Tieba_Spider

Readme(CN)

Spider for Baidu Tieba. Crawl threads, posts and comments, and store them into MySQL database.

Dependency

Python >= 3.6

mysql >= 5.5

beautifulsoup4 >= 4.6.0

scrapy >= 2.4

mysqlclient >= 1.3.10

Usage

First time: Edit config.json. Fill in database host, username as well as password.

Command:

scrapy run <Tieba_Name> <Database_Name> <Option>

You should not include the extra tail character 吧 in tieba name. Database will be created automatically if not exists.

Example:

scrapy run 仙五前修改 Pal5Q_Diy

Attention: If you type in non-ASCII character, please make sure that the encoding of console is UTF8.

You can omit database name if is has been specified in config.json. Tieba name can also be ignored if you would like to crawl the DEFAULT_TIEBA.

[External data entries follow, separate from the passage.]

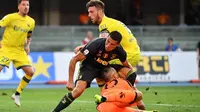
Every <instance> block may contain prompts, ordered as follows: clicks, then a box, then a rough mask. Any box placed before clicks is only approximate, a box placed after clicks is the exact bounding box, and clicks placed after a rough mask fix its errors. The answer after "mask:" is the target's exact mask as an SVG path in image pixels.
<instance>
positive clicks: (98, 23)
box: [98, 14, 105, 24]
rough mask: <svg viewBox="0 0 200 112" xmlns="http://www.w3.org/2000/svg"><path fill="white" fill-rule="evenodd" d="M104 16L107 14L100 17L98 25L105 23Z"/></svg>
mask: <svg viewBox="0 0 200 112" xmlns="http://www.w3.org/2000/svg"><path fill="white" fill-rule="evenodd" d="M104 16H105V14H102V15H100V16H99V22H98V24H101V22H102V21H103V17H104Z"/></svg>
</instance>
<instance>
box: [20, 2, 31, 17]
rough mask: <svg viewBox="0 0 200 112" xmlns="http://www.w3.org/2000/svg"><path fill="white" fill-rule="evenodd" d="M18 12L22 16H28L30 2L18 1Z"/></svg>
mask: <svg viewBox="0 0 200 112" xmlns="http://www.w3.org/2000/svg"><path fill="white" fill-rule="evenodd" d="M18 10H19V13H20V14H21V15H23V16H25V15H27V14H28V12H29V0H18Z"/></svg>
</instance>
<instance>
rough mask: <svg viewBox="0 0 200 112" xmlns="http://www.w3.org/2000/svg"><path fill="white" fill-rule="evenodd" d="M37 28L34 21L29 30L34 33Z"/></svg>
mask: <svg viewBox="0 0 200 112" xmlns="http://www.w3.org/2000/svg"><path fill="white" fill-rule="evenodd" d="M34 28H35V21H34V20H33V24H32V25H31V29H30V30H29V32H32V31H33V30H34Z"/></svg>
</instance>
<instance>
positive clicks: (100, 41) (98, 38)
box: [91, 38, 106, 43]
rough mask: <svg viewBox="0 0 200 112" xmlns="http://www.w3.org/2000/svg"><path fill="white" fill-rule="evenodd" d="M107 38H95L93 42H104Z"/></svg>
mask: <svg viewBox="0 0 200 112" xmlns="http://www.w3.org/2000/svg"><path fill="white" fill-rule="evenodd" d="M105 40H106V38H95V39H93V40H92V41H91V42H93V43H101V42H104V41H105Z"/></svg>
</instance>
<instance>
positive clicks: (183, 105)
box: [0, 100, 200, 108]
mask: <svg viewBox="0 0 200 112" xmlns="http://www.w3.org/2000/svg"><path fill="white" fill-rule="evenodd" d="M35 102H36V101H24V103H35ZM55 102H56V101H39V102H37V103H41V104H42V103H45V104H46V103H55ZM75 103H93V104H95V102H94V101H90V100H75ZM145 105H146V106H163V107H185V108H200V106H198V105H181V104H145ZM0 106H5V105H2V104H1V105H0Z"/></svg>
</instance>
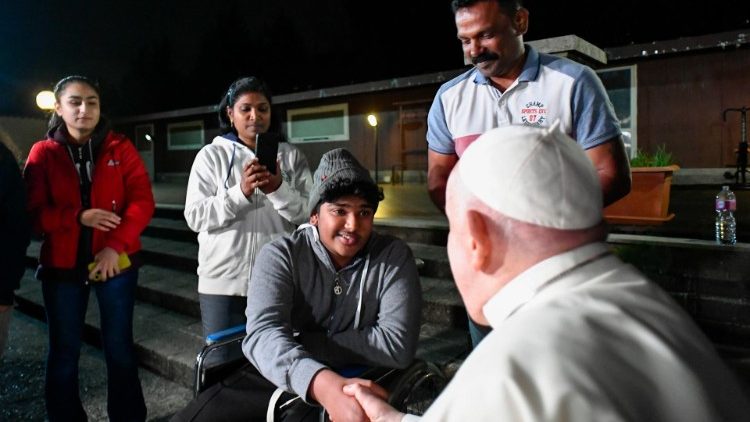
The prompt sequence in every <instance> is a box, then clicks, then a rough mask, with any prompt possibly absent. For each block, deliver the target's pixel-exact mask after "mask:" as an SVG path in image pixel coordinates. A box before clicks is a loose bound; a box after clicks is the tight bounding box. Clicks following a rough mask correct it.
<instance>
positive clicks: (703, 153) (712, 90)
mask: <svg viewBox="0 0 750 422" xmlns="http://www.w3.org/2000/svg"><path fill="white" fill-rule="evenodd" d="M637 66H638V144H639V147H641V148H644V149H647V150H650V151H653V150H654V149H655V148H656V146H658V145H659V144H664V145H665V146H666V147H667V150H668V151H671V152H672V153H673V154H674V156H675V159H676V160H677V163H678V164H679V165H680V166H682V167H689V168H704V167H710V168H716V167H725V166H729V167H733V166H734V165H735V164H736V158H735V157H736V156H735V150H736V148H737V144H738V143H739V140H740V114H739V113H729V114H727V120H726V122H725V121H723V120H722V112H723V111H724V110H725V109H727V108H741V107H750V89H748V87H750V72H749V71H748V70H749V69H750V49H731V50H728V51H712V52H705V53H698V54H694V55H681V56H666V57H663V58H661V59H652V60H648V61H641V62H639V63H637Z"/></svg>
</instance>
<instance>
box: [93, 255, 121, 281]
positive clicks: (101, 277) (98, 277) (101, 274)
mask: <svg viewBox="0 0 750 422" xmlns="http://www.w3.org/2000/svg"><path fill="white" fill-rule="evenodd" d="M130 265H131V262H130V257H128V254H126V253H125V252H123V253H121V254H120V256H118V257H117V266H118V267H120V271H122V270H124V269H125V268H128V267H129V266H130ZM95 266H96V262H92V263H90V264H89V272H91V270H93V269H94V267H95ZM92 281H102V272H101V271H97V272H96V274H94V279H93V280H92Z"/></svg>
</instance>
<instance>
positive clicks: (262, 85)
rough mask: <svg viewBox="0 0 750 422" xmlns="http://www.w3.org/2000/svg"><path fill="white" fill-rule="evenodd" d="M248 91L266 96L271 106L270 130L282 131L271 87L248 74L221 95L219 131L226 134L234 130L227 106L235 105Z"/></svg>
mask: <svg viewBox="0 0 750 422" xmlns="http://www.w3.org/2000/svg"><path fill="white" fill-rule="evenodd" d="M248 92H257V93H259V94H263V96H264V97H266V99H267V100H268V104H269V105H270V106H271V126H270V127H269V128H268V130H269V131H270V132H280V128H281V122H280V121H279V119H277V118H276V113H275V112H274V110H273V104H272V102H271V101H272V98H271V89H270V88H268V85H267V84H266V83H265V82H264V81H263V80H262V79H260V78H258V77H255V76H247V77H244V78H240V79H237V80H236V81H234V82H232V84H231V85H229V89H227V92H226V93H225V94H224V96H223V97H221V101H220V102H219V110H218V112H219V131H220V132H221V133H222V134H224V133H229V132H231V131H232V130H233V128H232V122H231V121H230V120H229V115H227V107H230V108H231V107H234V104H235V103H236V102H237V100H238V99H239V98H240V97H241V96H242V95H243V94H246V93H248Z"/></svg>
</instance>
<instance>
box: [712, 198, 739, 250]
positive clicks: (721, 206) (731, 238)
mask: <svg viewBox="0 0 750 422" xmlns="http://www.w3.org/2000/svg"><path fill="white" fill-rule="evenodd" d="M736 209H737V199H736V198H735V196H734V193H733V192H732V191H731V190H729V186H722V187H721V192H719V194H718V195H716V243H719V244H722V245H734V244H735V242H737V236H736V230H737V222H736V221H735V220H734V211H735V210H736Z"/></svg>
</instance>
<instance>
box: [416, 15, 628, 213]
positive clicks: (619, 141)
mask: <svg viewBox="0 0 750 422" xmlns="http://www.w3.org/2000/svg"><path fill="white" fill-rule="evenodd" d="M452 7H453V11H454V13H455V19H456V28H457V29H458V39H459V40H460V41H461V45H462V47H463V51H464V55H465V57H466V58H467V59H470V60H471V62H472V63H473V64H474V67H473V68H472V69H471V70H469V71H468V72H466V73H464V74H462V75H460V76H458V77H456V78H455V79H453V80H451V81H449V82H447V83H445V84H444V85H443V86H442V87H441V88H440V90H439V91H438V93H437V95H436V96H435V100H434V102H433V104H432V107H431V109H430V114H429V117H428V126H429V128H428V131H427V142H428V146H429V151H428V163H429V164H428V189H429V191H430V196H431V198H432V200H433V202H435V205H437V206H438V208H440V209H441V210H443V209H445V185H446V181H447V180H448V175H449V174H450V171H451V170H452V169H453V166H455V164H456V162H457V161H458V159H459V158H460V157H461V154H462V153H463V151H464V149H466V147H467V146H468V145H469V144H470V143H471V142H472V141H474V140H475V139H476V138H477V137H478V136H479V135H481V134H482V133H484V132H486V131H487V130H489V129H492V128H495V127H500V126H507V125H510V124H525V125H530V126H541V127H546V126H549V125H551V124H552V123H553V122H554V121H555V120H558V119H559V120H560V125H561V128H562V129H563V131H565V132H566V133H567V134H568V135H569V136H571V137H572V138H573V139H575V140H576V141H577V142H578V144H580V145H581V147H582V148H583V149H584V150H586V154H587V155H588V157H589V158H590V159H591V161H592V162H593V163H594V166H595V168H596V170H597V172H598V174H599V181H600V182H601V185H602V191H603V194H604V205H608V204H610V203H612V202H614V201H616V200H617V199H619V198H621V197H623V196H625V195H626V194H627V193H628V192H629V191H630V168H629V166H628V161H627V157H626V155H625V149H624V146H623V142H622V138H621V136H622V133H621V131H620V125H619V122H618V120H617V117H616V116H615V114H614V111H613V109H612V105H611V103H610V101H609V98H608V97H607V94H606V91H605V90H604V87H603V85H602V83H601V81H600V80H599V78H598V77H597V76H596V74H595V73H594V71H593V70H591V69H590V68H589V67H586V66H584V65H581V64H579V63H576V62H573V61H572V60H568V59H565V58H561V57H557V56H552V55H548V54H544V53H539V52H538V51H536V50H535V49H534V48H532V47H531V46H528V45H524V43H523V35H524V34H525V33H526V31H527V29H528V25H529V11H528V10H527V9H525V8H524V7H523V5H522V1H521V0H510V1H506V0H454V1H453V2H452Z"/></svg>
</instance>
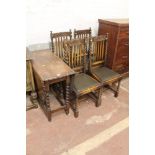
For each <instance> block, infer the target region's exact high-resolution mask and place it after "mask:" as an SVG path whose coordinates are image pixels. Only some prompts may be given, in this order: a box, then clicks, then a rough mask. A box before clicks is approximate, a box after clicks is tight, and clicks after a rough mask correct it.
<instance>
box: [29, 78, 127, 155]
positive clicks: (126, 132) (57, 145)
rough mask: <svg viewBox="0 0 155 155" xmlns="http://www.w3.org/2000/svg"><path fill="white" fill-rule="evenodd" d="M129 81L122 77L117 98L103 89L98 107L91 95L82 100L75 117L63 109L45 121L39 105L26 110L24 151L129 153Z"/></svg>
mask: <svg viewBox="0 0 155 155" xmlns="http://www.w3.org/2000/svg"><path fill="white" fill-rule="evenodd" d="M128 83H129V79H128V78H126V79H124V80H122V83H121V87H120V93H119V96H118V97H117V98H115V97H114V95H113V93H112V92H111V91H110V90H106V91H105V92H104V93H103V94H102V104H101V106H100V107H95V104H94V102H93V101H92V100H91V99H90V98H87V100H84V101H81V103H80V106H79V117H78V118H74V115H73V112H72V111H71V110H70V113H69V115H66V114H65V112H64V111H63V110H62V111H59V112H56V113H53V115H52V122H48V121H47V118H46V117H45V115H44V113H43V112H42V110H41V109H40V107H39V108H37V109H32V110H29V111H27V113H26V114H27V118H26V136H27V137H26V144H27V145H26V150H27V155H94V154H95V155H128V154H129V153H128V151H129V150H128V145H129V143H128V132H129V131H128V115H129V98H128V96H129V91H128V90H129V84H128ZM27 102H30V101H29V98H27ZM53 103H54V104H53ZM54 105H58V103H57V101H56V100H53V101H52V105H51V106H54Z"/></svg>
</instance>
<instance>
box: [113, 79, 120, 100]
mask: <svg viewBox="0 0 155 155" xmlns="http://www.w3.org/2000/svg"><path fill="white" fill-rule="evenodd" d="M120 83H121V80H119V81H118V85H117V88H116V91H115V95H114V96H115V97H118V94H119V88H120Z"/></svg>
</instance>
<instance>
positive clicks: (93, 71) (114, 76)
mask: <svg viewBox="0 0 155 155" xmlns="http://www.w3.org/2000/svg"><path fill="white" fill-rule="evenodd" d="M92 73H93V74H95V75H96V76H97V77H98V79H99V81H100V82H102V83H106V82H107V81H109V80H111V79H115V78H116V79H117V78H119V77H121V75H120V74H118V73H116V72H114V71H113V70H111V69H109V68H107V67H99V68H93V69H92Z"/></svg>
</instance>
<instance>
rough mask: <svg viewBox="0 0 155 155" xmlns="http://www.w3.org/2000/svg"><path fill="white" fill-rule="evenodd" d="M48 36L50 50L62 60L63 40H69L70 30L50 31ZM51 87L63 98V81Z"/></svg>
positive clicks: (71, 36)
mask: <svg viewBox="0 0 155 155" xmlns="http://www.w3.org/2000/svg"><path fill="white" fill-rule="evenodd" d="M50 38H51V45H52V52H53V53H54V54H55V55H56V56H58V57H59V58H61V59H62V60H63V59H64V49H63V41H64V40H71V38H72V32H71V30H70V31H67V32H58V33H53V32H52V31H51V32H50ZM53 88H54V90H55V91H58V93H59V94H60V97H61V98H65V96H64V94H65V93H64V90H63V88H64V83H63V82H60V83H57V84H55V85H53Z"/></svg>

Attention Pause is not supported. Once the task is interrupted, you have to restart it.

Option

Short	Long	Args	Function	Example
-p	--pages	2	The start and end page to be crawled	scrapy run ... -p 2 5
-g	--good_only	0	Only crawl good threads	scrapy run ... -g
-s	--see_lz	0	Only crawl posts from original poster	scrapy run ... -s
-f	--filter	1	Name of filter (See `filter.py`)	scrapy run ... -f thread_filter

Example：

scrapy run 仙剑五外传 -gs -p 5 12 -f thread_filter

Crawl tieba 仙剑五外传 of good threads from page 5 to 12. Only the threads that can pass thread_filter function would be recorded. For each thread, only posts from original poster would be recorded.

Text Cleaning

The crawled message would be modified as follows:

Advertisements floor (with 广告 on the bottom right) would be discarded。
Bold or red text effects would be discarded.
Frequent used emtion picture would be converted to text (by emotion.json).
Pictures and videos would be stored as their link.

Database Structure

thread

Base information of each thread.

Attribute	Type	Remark
id	BIGINT(12)	"http://tieba.baidu.com/p/4778655068".ID = 4778655068
title	VARCHAR(100)
author	VARCHAR(30)
reply_num	INT(4)	Including comment; excluding the first floor
good	BOOL

post

Information of each post (including the first floor).

Attribute	Type	Remark
id	BIGINT(12)
floor	INT(4)
author	VARCHAR(30)
content	TEXT
time	DATETIME	Post time
comment_num	INT(4)
thread_id	BIGINT(12)	Corresponding thread id (foreign key)

comment

Information of each comment.

Attribute	Type	Remark
id	BIGINT(12)
author	VARCHAR(30)
content	TEXT
time	DATETIME	Post time
post_id	BIGINT(12)	Corresponding post id (foreign key)

It is possible that comment is crawled before its corresponding post. Therefore, to avoid foreign key error, constraints detection would be stopped during crawling.